In BT-474 HER2-positive breast cancer xenograft models, 100% of mice achieved complete tumor responses, and 85% achieved histologic cure, with no chronic radiation toxicity observed. Even a single treatment cycle induced long-term remission. In patient-derived xenograft models, 60% of animals achieved complete responses and significantly extended survival compared to controls. A dose-escalation study also established thresholds for nephrotoxicity, paving the way for safe clinical translation.

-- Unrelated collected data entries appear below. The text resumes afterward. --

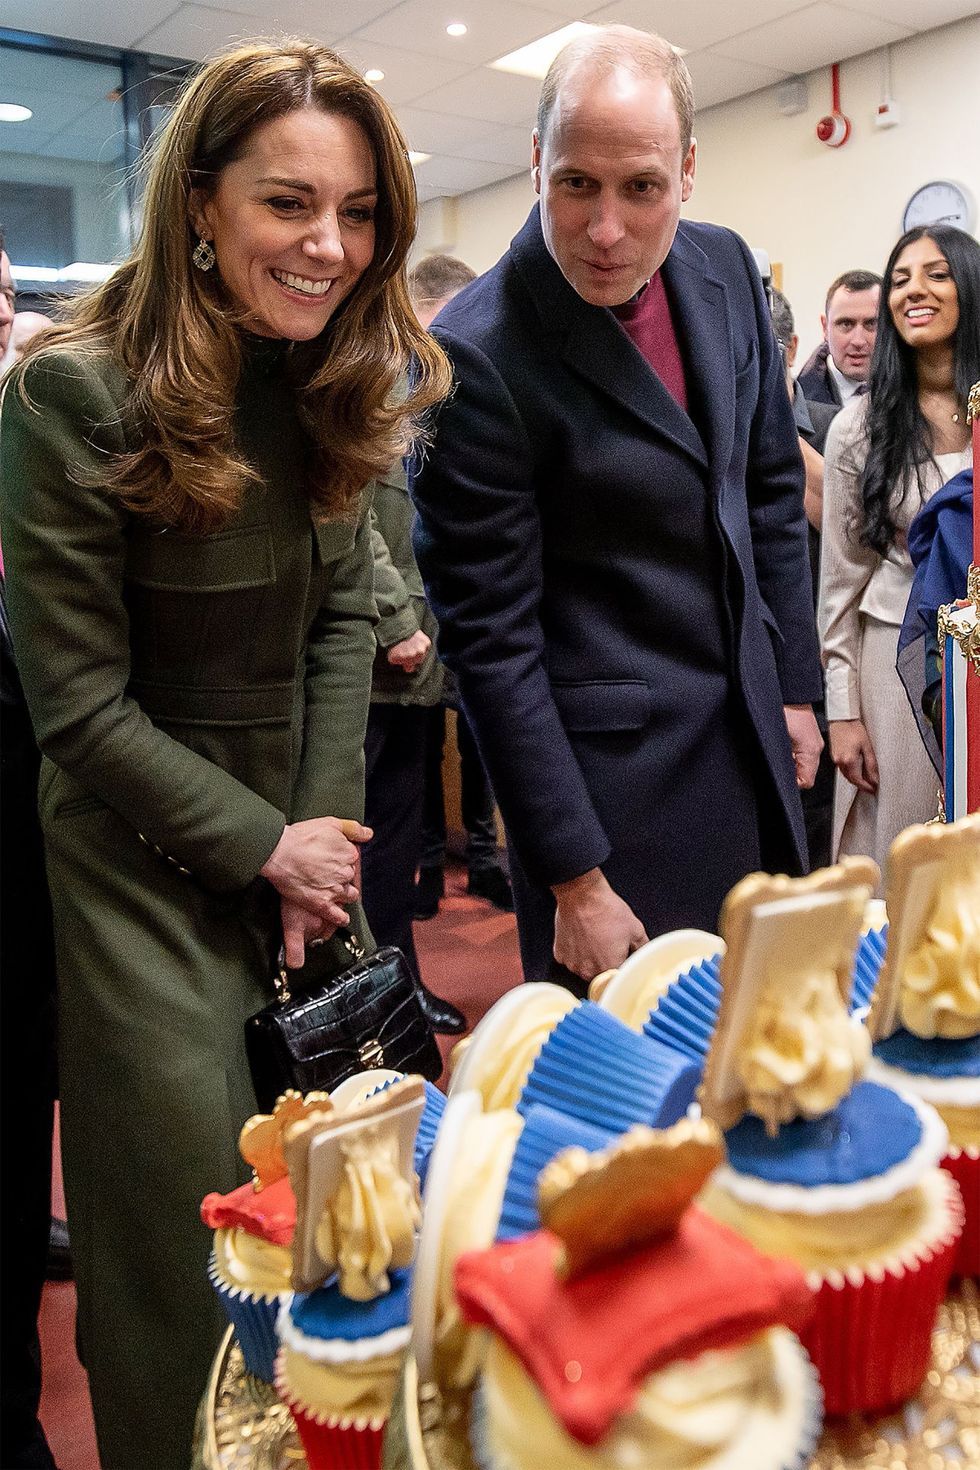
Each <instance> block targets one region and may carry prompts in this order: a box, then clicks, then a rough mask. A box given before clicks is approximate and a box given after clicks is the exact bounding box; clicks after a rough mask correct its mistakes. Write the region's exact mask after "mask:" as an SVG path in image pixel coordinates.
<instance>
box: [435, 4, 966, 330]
mask: <svg viewBox="0 0 980 1470" xmlns="http://www.w3.org/2000/svg"><path fill="white" fill-rule="evenodd" d="M882 68H883V54H882V53H877V51H876V53H870V54H867V56H860V57H855V59H852V60H849V62H843V63H842V66H840V104H842V110H843V112H845V113H846V115H848V116H849V118H851V122H852V132H851V138H849V140H848V143H846V144H845V146H843V147H842V148H827V147H824V146H823V144H820V143H817V138H815V132H814V129H815V125H817V121H818V119H820V118H821V116H823V115H824V113H826V112H829V110H830V71H829V69H827V68H824V69H821V71H817V72H813V73H811V75H810V76H808V78H807V82H808V93H810V101H808V107H807V110H805V112H802V113H798V115H796V116H795V118H782V116H780V115H779V110H777V106H776V91H774V88H767V90H765V91H761V93H754V94H752V96H749V97H739V98H736V100H735V101H730V103H723V104H721V106H718V107H710V109H708V110H707V112H704V113H701V115H699V116H698V119H696V128H695V131H696V135H698V148H699V159H698V175H696V184H695V191H693V197H692V200H691V203H689V204H688V206H686V207H685V215H686V216H688V218H691V219H710V221H714V222H716V223H720V225H729V226H730V228H732V229H738V231H739V234H742V235H743V237H745V238H746V240H748V241H749V244H751V245H761V247H764V248H765V250H768V253H770V257H771V259H773V260H774V262H780V263H782V266H783V288H785V291H786V294H788V297H789V300H790V303H792V306H793V312H795V315H796V328H798V332H799V337H801V351H804V353H805V351H808V350H810V348H811V347H813V345H814V344H815V343H817V340H818V335H820V320H818V319H820V312H821V310H823V303H824V295H826V288H827V284H829V282H830V281H832V279H833V278H835V276H836V275H839V273H840V272H842V270H849V269H867V270H879V272H880V270H882V268H883V266H884V260H886V257H887V253H889V250H890V247H892V245H893V244H895V240H896V238H898V235H899V234H901V229H902V209H904V206H905V203H907V200H908V197H909V194H911V193H912V190H915V188H917V187H918V185H920V184H924V182H927V181H929V179H932V178H954V179H958V181H959V182H961V184H965V185H967V187H968V188H970V190H971V191H973V194H974V197H976V198H977V203H979V204H980V159H979V154H977V143H979V140H980V16H974V18H971V19H967V21H959V22H956V24H955V25H949V26H943V28H940V29H937V31H929V32H926V34H924V35H918V37H914V38H912V40H908V41H902V43H899V44H898V46H893V47H892V96H893V97H895V100H896V101H898V103H899V107H901V118H902V121H901V123H899V126H896V128H890V129H887V131H880V129H877V128H876V126H874V112H876V107H877V103H879V100H880V91H882ZM529 153H530V148H529ZM532 203H533V191H532V188H530V182H529V176H527V175H526V173H522V175H520V176H517V178H513V179H504V182H501V184H494V185H492V187H491V188H485V190H478V191H476V193H473V194H464V196H463V197H461V198H458V200H455V201H454V206H455V207H454V209H451V210H447V212H445V213H442V215H441V216H439V223H441V229H439V231H438V234H439V235H445V234H447V232H450V231H447V219H453V216H454V235H455V238H454V240H445V238H441V240H439V241H438V243H433V244H428V241H426V235H425V229H426V222H432V221H433V219H435V218H436V212H439V210H441V209H442V201H439V200H435V201H432V203H429V204H425V206H423V207H422V219H423V231H422V234H420V240H419V245H420V248H422V251H425V250H426V248H429V250H430V248H436V244H438V247H441V248H451V250H453V253H455V254H458V256H461V257H463V259H464V260H466V262H469V265H472V266H473V268H475V269H476V270H486V269H488V268H489V266H491V265H492V263H494V262H495V260H497V259H498V257H500V256H501V254H502V251H504V250H505V248H507V245H508V243H510V240H511V237H513V235H514V234H516V232H517V229H519V228H520V225H522V223H523V219H525V216H526V213H527V210H529V209H530V204H532ZM976 229H977V226H976V225H974V231H976Z"/></svg>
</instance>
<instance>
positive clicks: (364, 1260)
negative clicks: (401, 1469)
mask: <svg viewBox="0 0 980 1470" xmlns="http://www.w3.org/2000/svg"><path fill="white" fill-rule="evenodd" d="M348 1101H350V1100H348ZM353 1101H354V1105H351V1107H350V1108H348V1111H344V1113H335V1114H334V1116H332V1117H329V1119H322V1117H320V1119H317V1117H311V1119H307V1120H301V1122H298V1123H295V1125H294V1126H291V1127H289V1129H287V1132H285V1135H284V1154H285V1160H287V1164H288V1170H289V1179H291V1182H292V1189H294V1194H295V1201H297V1225H295V1233H294V1241H292V1286H294V1289H295V1292H297V1295H295V1297H294V1298H292V1301H291V1302H289V1304H288V1305H285V1307H284V1310H282V1311H281V1314H279V1338H281V1344H282V1347H281V1352H279V1357H278V1360H276V1388H278V1391H279V1395H281V1398H282V1399H284V1401H285V1402H287V1404H288V1405H289V1410H291V1413H292V1417H294V1420H295V1424H297V1430H298V1433H300V1439H301V1442H303V1448H304V1452H306V1458H307V1463H309V1466H310V1470H335V1467H338V1466H344V1467H351V1470H361V1467H363V1470H378V1467H379V1464H381V1448H382V1439H383V1432H385V1424H386V1421H388V1417H389V1413H391V1407H392V1402H394V1397H395V1389H397V1385H398V1377H400V1373H401V1366H403V1358H404V1352H406V1348H407V1345H408V1335H410V1333H408V1294H410V1272H411V1267H413V1263H414V1257H416V1247H417V1232H419V1226H420V1219H422V1211H420V1197H419V1182H417V1176H416V1170H414V1144H416V1133H417V1127H419V1119H420V1117H422V1111H423V1107H425V1089H423V1083H422V1079H420V1078H407V1079H404V1080H401V1082H392V1083H391V1085H389V1086H386V1088H385V1089H383V1091H381V1092H378V1094H376V1095H373V1097H367V1098H364V1100H353Z"/></svg>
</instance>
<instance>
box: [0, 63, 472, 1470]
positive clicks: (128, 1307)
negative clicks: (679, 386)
mask: <svg viewBox="0 0 980 1470" xmlns="http://www.w3.org/2000/svg"><path fill="white" fill-rule="evenodd" d="M414 225H416V193H414V179H413V176H411V168H410V163H408V157H407V150H406V143H404V138H403V135H401V132H400V131H398V128H397V125H395V122H394V119H392V115H391V113H389V110H388V107H386V104H385V103H383V100H382V98H381V97H379V94H378V93H376V91H375V90H373V88H372V87H370V85H369V84H367V82H366V81H364V79H363V76H360V75H359V72H357V71H354V69H353V68H351V66H348V65H347V63H345V62H344V60H341V59H339V57H338V56H335V54H334V53H332V51H328V50H325V49H323V47H320V46H316V44H313V43H301V41H284V43H281V44H269V43H254V44H245V46H241V47H238V49H237V50H234V51H231V53H228V54H223V56H219V57H216V59H215V60H212V62H209V63H207V65H206V66H204V68H203V69H201V71H200V72H198V73H197V76H195V78H194V79H192V81H191V82H190V85H188V88H187V91H185V93H184V96H182V98H181V100H179V101H178V104H176V107H175V110H173V115H172V118H170V121H169V123H167V126H166V128H165V131H163V135H162V138H160V143H159V146H157V148H156V150H154V154H153V160H151V165H150V171H148V178H147V188H145V201H144V223H143V235H141V240H140V243H138V245H137V250H135V251H134V254H132V257H131V259H129V260H128V262H125V263H123V265H122V266H119V269H118V270H116V272H115V273H113V275H112V276H110V278H109V281H106V282H104V284H103V285H100V287H98V288H97V290H94V291H93V293H91V294H88V295H87V297H85V298H82V300H81V301H79V303H76V306H75V309H73V313H72V316H71V320H69V322H68V323H65V325H62V326H57V328H53V329H50V331H48V332H46V334H43V335H41V337H38V338H37V340H35V343H32V350H31V353H29V356H28V359H26V362H25V363H24V365H22V366H19V368H18V369H15V373H13V375H12V381H10V382H9V385H7V391H6V395H4V404H3V432H1V434H0V456H1V472H3V501H4V504H3V535H4V553H6V557H7V573H9V584H7V587H9V604H10V622H12V628H13V639H15V647H16V653H18V659H19V664H21V675H22V681H24V688H25V692H26V697H28V703H29V709H31V716H32V720H34V726H35V731H37V736H38V744H40V745H41V750H43V753H44V761H43V767H41V779H40V810H41V823H43V828H44V836H46V848H47V861H48V875H50V882H51V894H53V906H54V928H56V945H57V970H59V1001H60V1088H62V1092H60V1095H62V1119H63V1125H62V1139H63V1154H65V1180H66V1192H68V1208H69V1216H71V1229H72V1254H73V1258H75V1272H76V1280H78V1305H79V1313H78V1327H79V1342H81V1351H82V1357H84V1361H85V1367H87V1369H88V1377H90V1385H91V1391H93V1405H94V1410H96V1426H97V1432H98V1449H100V1458H101V1466H103V1470H131V1467H132V1466H134V1464H141V1466H145V1467H147V1470H151V1467H156V1470H175V1467H178V1466H185V1464H188V1461H190V1458H191V1427H192V1420H194V1408H195V1404H197V1399H198V1397H200V1394H201V1391H203V1388H204V1382H206V1374H207V1366H209V1361H210V1358H212V1355H213V1351H215V1347H216V1344H217V1341H219V1335H220V1330H222V1322H220V1310H219V1308H217V1304H216V1299H215V1297H213V1292H212V1289H210V1286H209V1282H207V1276H206V1266H207V1252H209V1236H207V1232H206V1230H204V1229H203V1226H201V1225H200V1220H198V1207H200V1201H201V1198H203V1195H204V1194H206V1192H207V1191H210V1189H217V1191H220V1192H228V1191H229V1189H234V1188H235V1185H237V1183H239V1182H241V1175H239V1169H241V1163H239V1160H238V1150H237V1139H238V1132H239V1129H241V1125H242V1123H244V1120H245V1117H247V1116H248V1114H250V1113H251V1111H253V1110H254V1095H253V1092H251V1085H250V1080H248V1072H247V1066H245V1057H244V1047H242V1022H244V1019H245V1017H247V1016H248V1014H250V1013H251V1011H254V1010H257V1008H259V1007H260V1005H262V1004H264V1003H266V1001H267V1000H269V998H270V991H272V985H270V975H272V958H273V956H275V953H276V950H278V945H279V942H282V941H284V939H285V947H287V961H288V963H289V964H291V966H297V964H301V963H303V954H304V944H307V942H310V941H311V939H319V941H323V942H325V944H326V948H325V950H323V951H320V954H322V956H325V957H329V950H331V947H335V948H336V950H338V951H339V953H338V954H336V956H335V958H336V966H338V967H339V966H341V964H342V963H344V953H342V951H341V948H339V944H338V939H335V938H334V933H335V929H336V928H338V926H339V925H344V923H347V920H348V914H350V917H351V920H353V923H354V925H360V922H361V919H363V914H360V908H359V904H357V898H359V847H357V844H359V842H363V841H364V839H366V838H367V836H369V835H370V833H369V831H367V829H366V828H363V826H361V825H360V817H361V813H363V800H364V795H363V741H364V725H366V717H367V700H369V692H370V673H372V661H373V653H375V637H373V617H375V601H373V559H372V553H370V539H369V520H367V513H369V507H367V500H369V497H367V495H366V494H364V487H366V484H367V482H369V481H370V479H372V478H373V476H375V475H378V473H382V472H383V470H386V467H388V466H389V465H391V463H392V460H394V459H397V457H398V456H400V454H403V453H404V451H406V448H407V445H408V442H410V441H411V438H413V432H414V428H416V425H417V422H419V415H420V413H422V412H423V410H425V409H426V407H428V406H429V404H432V403H433V401H436V400H438V398H441V397H442V395H444V394H445V392H447V390H448V385H450V373H448V365H447V362H445V359H444V357H442V353H441V350H439V348H438V345H436V344H435V341H433V340H432V338H430V337H429V335H428V334H426V332H423V331H422V328H420V326H419V325H417V322H416V319H414V315H413V312H411V307H410V303H408V294H407V285H406V276H404V263H406V257H407V253H408V247H410V244H411V240H413V235H414ZM410 354H414V357H416V363H417V372H416V376H414V379H413V388H411V391H410V392H408V394H407V395H406V394H404V391H401V390H400V387H398V385H400V382H401V379H403V376H404V373H406V368H407V363H408V357H410Z"/></svg>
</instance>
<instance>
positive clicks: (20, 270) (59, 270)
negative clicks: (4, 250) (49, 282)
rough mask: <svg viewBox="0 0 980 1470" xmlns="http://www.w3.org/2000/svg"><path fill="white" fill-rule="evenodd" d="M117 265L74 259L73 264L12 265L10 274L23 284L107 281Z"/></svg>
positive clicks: (18, 283)
mask: <svg viewBox="0 0 980 1470" xmlns="http://www.w3.org/2000/svg"><path fill="white" fill-rule="evenodd" d="M113 269H115V266H112V265H106V263H103V262H98V263H96V262H91V260H73V262H72V265H71V266H62V269H60V270H57V269H56V268H54V266H15V265H10V275H12V276H13V279H15V281H16V282H18V284H21V282H24V281H41V282H59V281H106V279H107V276H110V275H112V272H113Z"/></svg>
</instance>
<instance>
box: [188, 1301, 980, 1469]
mask: <svg viewBox="0 0 980 1470" xmlns="http://www.w3.org/2000/svg"><path fill="white" fill-rule="evenodd" d="M413 1398H414V1395H413ZM400 1429H401V1433H400V1436H398V1439H400V1445H401V1444H403V1442H404V1454H403V1452H398V1454H397V1455H394V1457H392V1454H391V1452H386V1455H385V1470H413V1466H419V1464H425V1461H426V1452H425V1441H426V1439H428V1436H426V1435H425V1433H423V1432H422V1429H420V1427H419V1420H417V1416H416V1417H414V1421H411V1417H408V1423H407V1424H404V1426H400ZM198 1438H200V1442H198V1446H197V1457H195V1466H200V1467H201V1470H306V1457H304V1454H303V1448H301V1445H300V1441H298V1438H297V1433H295V1429H294V1426H292V1417H291V1414H289V1410H288V1408H287V1407H285V1405H284V1404H281V1402H279V1401H278V1399H276V1394H275V1389H273V1388H270V1386H269V1385H267V1383H260V1382H259V1380H257V1379H254V1377H251V1376H250V1374H248V1373H245V1367H244V1363H242V1357H241V1351H239V1349H238V1345H237V1344H235V1341H234V1338H232V1332H231V1329H229V1330H228V1335H226V1336H225V1341H223V1342H222V1347H220V1349H219V1352H217V1357H216V1358H215V1366H213V1369H212V1376H210V1380H209V1386H207V1395H206V1401H204V1414H203V1429H201V1433H200V1436H198ZM391 1448H394V1446H389V1449H391ZM432 1460H433V1461H436V1460H442V1457H441V1455H433V1457H432ZM954 1466H958V1467H961V1470H970V1467H973V1470H977V1467H980V1291H979V1289H977V1283H976V1282H961V1283H959V1285H958V1286H956V1289H955V1291H954V1292H952V1294H951V1297H949V1298H948V1299H946V1302H945V1304H943V1305H942V1307H940V1308H939V1319H937V1322H936V1330H934V1332H933V1366H932V1369H930V1372H929V1374H927V1377H926V1382H924V1383H923V1388H921V1392H920V1395H918V1398H917V1399H912V1401H911V1402H909V1404H905V1405H904V1408H902V1410H901V1411H899V1413H896V1414H887V1416H884V1417H882V1419H864V1417H857V1416H855V1417H854V1419H851V1420H835V1423H833V1424H832V1426H830V1427H829V1429H827V1430H824V1435H823V1438H821V1441H820V1446H818V1451H817V1457H815V1460H814V1463H813V1470H949V1467H954ZM554 1470H558V1467H554Z"/></svg>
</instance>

Despite the recent advances in managing HER2-positive breast cancer, several limitations persist. Resistance to HER2-targeted therapy remains a major challenge, leading to disease progression in the metastatic setting. CNS metastases occur frequently in HER2-positive disease, and limited drug penetration across the blood-brain barrier reduces treatment efficacy. Cardiotoxicity associated with trastuzumab and anthracyclines can restrict therapeutic options, especially in older or comorbid patients. Tumor heterogeneity and the absence of precise predictive biomarkers complicate patient selection and treatment optimization. Moreover, the high cost of biologics, limited availability of advanced therapies, and inconsistent access to cardiac monitoring in low- and middle-income countries, including India, hinder widespread implementation of guideline-based management.

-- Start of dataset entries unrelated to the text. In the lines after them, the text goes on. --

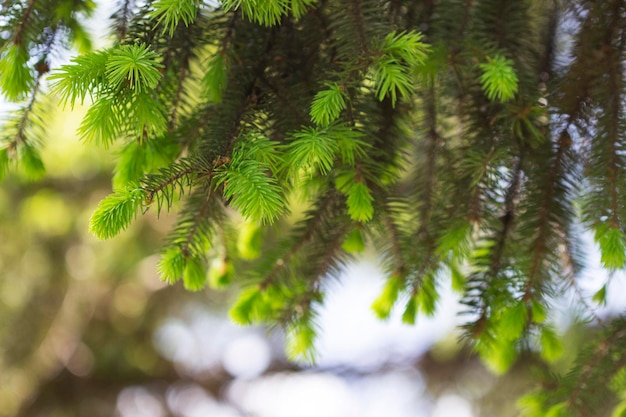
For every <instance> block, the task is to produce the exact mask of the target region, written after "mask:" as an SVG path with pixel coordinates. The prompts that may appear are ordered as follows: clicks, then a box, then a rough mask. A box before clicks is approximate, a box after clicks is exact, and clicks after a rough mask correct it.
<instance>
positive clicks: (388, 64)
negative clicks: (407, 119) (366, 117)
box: [373, 32, 430, 106]
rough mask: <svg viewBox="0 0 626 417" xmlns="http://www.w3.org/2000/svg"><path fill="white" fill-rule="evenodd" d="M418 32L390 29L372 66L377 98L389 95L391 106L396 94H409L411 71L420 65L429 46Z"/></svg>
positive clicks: (404, 94) (379, 98) (409, 91)
mask: <svg viewBox="0 0 626 417" xmlns="http://www.w3.org/2000/svg"><path fill="white" fill-rule="evenodd" d="M421 39H422V35H421V34H420V33H418V32H408V33H405V32H401V33H396V32H392V33H390V34H388V35H387V36H386V37H385V39H384V41H383V43H382V45H381V51H382V55H381V56H380V58H378V59H377V60H376V61H375V62H374V65H373V69H374V84H375V85H376V95H377V97H378V99H379V100H381V101H382V100H383V99H384V98H385V97H390V98H391V103H392V105H393V106H395V104H396V101H397V99H398V96H401V97H409V96H410V95H411V94H412V92H413V89H414V83H413V73H414V71H415V69H416V68H417V67H419V66H421V65H423V64H424V62H425V61H426V59H427V57H428V55H427V54H428V52H429V51H430V48H429V46H428V45H426V44H424V43H422V42H421Z"/></svg>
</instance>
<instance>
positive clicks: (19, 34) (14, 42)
mask: <svg viewBox="0 0 626 417" xmlns="http://www.w3.org/2000/svg"><path fill="white" fill-rule="evenodd" d="M35 3H37V0H29V1H28V6H27V8H26V11H25V12H24V14H23V15H22V17H21V19H20V24H19V25H18V27H17V28H16V29H15V33H14V35H13V43H14V44H15V45H19V46H22V36H23V35H24V31H25V29H26V25H27V24H28V21H29V19H30V14H31V13H32V11H33V9H34V8H35Z"/></svg>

The present study illustrates the curative potential of ²²⁵Ac-PRIT as a treatment for aggressive HER2-positive breast cancer. If successfully adapted for patients, HER2-directed alpha therapy could transform care for breast cancer and other HER2-expressing solid tumors.
The findings highlight how precision-engineered radioimmunotherapy could combine the tumor specificity of antibodies with the lethal power of alpha radiation, without the systemic toxicity that has limited previous approaches. As researchers move toward human trials, the work signals a new frontier in targeted radionuclide therapy one that could redefine outcomes for patients with resistant or recurrent HER2-positive disease.
Reference
- Rinne SS, Vargas DB, Seo S, Veach D, McDevitt MR, Vaughn BA, Xu H, Guo HF, Fung EK, de Stanchina E, Miranda IC, Larson SM, Cheung NKV, Cheal SM. Pretargeted α-Radioimmunotherapy Achieves Histologic Cure in HER2-Positive Breast Cancer Models. J Nucl Med. 2025 Nov;66(11):1714–1721.
- Jalloul W, Ghizdovat V, Saviuc A, Jalloul D, Grierosu IC, Stefanescu C. Targeted Alpha Therapy: Exploring the Clinical Insights into [225Ac]Ac-PSMA and Its Relevance Compared with [177Lu]Lu-PSMA in Advanced Prostate Cancer Management. Pharmaceuticals (Basel). 2025 Aug 18;18(8):1215.